CSHRN: Can the presence of women in peace talks affect the Taliban’s anti-women approach? Do you think the Taliban will change their position for any reason?

Naseri: The presence of women in peace talks indicates that the international community supports the presence of women in these talks. In my opinion, the Taliban have inevitably accepted negotiations with women. If the international community puts more pressure on the Taliban to recognize women’s rights, the situation of women will improve otherwise there is no hope for the future.

CSHRN: Do you think the government’s negotiating team, especially the female members can properly represent women and defend their rights?
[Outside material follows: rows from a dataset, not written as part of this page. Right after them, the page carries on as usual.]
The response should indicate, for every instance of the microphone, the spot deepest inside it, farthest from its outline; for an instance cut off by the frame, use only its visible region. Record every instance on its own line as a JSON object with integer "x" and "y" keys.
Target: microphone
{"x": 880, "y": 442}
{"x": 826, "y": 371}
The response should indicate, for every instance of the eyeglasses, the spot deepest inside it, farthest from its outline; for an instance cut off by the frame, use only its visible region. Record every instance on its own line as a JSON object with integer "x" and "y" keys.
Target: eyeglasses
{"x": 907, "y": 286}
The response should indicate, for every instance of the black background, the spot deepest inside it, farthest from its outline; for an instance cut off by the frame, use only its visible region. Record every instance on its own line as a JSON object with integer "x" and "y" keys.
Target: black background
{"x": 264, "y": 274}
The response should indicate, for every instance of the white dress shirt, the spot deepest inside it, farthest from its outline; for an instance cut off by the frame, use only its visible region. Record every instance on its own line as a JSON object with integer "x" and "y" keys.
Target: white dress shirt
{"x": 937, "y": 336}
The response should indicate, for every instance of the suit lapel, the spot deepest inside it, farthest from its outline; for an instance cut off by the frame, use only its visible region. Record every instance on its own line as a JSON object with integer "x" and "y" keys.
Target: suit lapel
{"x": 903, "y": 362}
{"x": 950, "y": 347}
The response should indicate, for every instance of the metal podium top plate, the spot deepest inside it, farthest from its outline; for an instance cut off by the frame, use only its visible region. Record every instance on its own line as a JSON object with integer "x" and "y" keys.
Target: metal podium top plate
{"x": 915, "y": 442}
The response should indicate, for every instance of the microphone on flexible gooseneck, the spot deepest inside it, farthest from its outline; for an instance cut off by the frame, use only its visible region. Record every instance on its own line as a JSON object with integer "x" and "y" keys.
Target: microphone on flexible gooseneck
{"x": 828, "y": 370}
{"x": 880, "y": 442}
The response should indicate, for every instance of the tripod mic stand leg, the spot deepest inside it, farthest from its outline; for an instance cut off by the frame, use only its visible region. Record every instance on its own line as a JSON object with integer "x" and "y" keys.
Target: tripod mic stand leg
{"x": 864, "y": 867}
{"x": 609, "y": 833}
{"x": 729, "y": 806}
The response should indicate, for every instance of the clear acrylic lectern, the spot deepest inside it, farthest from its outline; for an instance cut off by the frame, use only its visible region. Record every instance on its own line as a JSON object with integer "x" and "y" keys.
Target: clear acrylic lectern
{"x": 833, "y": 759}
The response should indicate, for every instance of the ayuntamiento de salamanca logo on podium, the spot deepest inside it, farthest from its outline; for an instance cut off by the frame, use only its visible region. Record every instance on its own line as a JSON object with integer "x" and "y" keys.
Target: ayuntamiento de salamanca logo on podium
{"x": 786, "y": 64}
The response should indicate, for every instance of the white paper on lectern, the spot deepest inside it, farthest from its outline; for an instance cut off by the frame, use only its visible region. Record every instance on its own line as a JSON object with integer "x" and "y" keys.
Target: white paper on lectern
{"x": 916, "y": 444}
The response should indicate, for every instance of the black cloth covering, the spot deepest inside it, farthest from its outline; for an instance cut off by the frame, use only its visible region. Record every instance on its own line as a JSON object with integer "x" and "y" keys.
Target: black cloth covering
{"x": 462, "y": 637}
Naseri: The female members of the negotiating team can communicate with women of provinces, districts, and villages and share their demands in the negotiating team. Additionally, they can gather information by talking to bright and intellectual women so that they can better defend women’s rights. As a women’s rights activist, I urge female representatives in peace talks to defend our rights under all circumstances and not allow them to be traded.

CSHRN: Considering the peace talks as an opportunity, how can it be used to benefit women?

Naseri: This is a good opportunity to force the Taliban to end the violence and recognize women’s rights.

CSHRN: Apart from security issues and the opposition of the Taliban, which hinders the advancement of women, what other challenges ahead of women?

Naseri: Gender discrimination, bad customs, patriarchy, and low literacy are some of the problems that keep women from progressing, and if left unaddressed, will create more problems for women in the future.

Ms Naseri said civil society plays an important role in advocating for the citizens’ rights, and because the Taliban are pessimistic about civil society activities, they may stop many of them.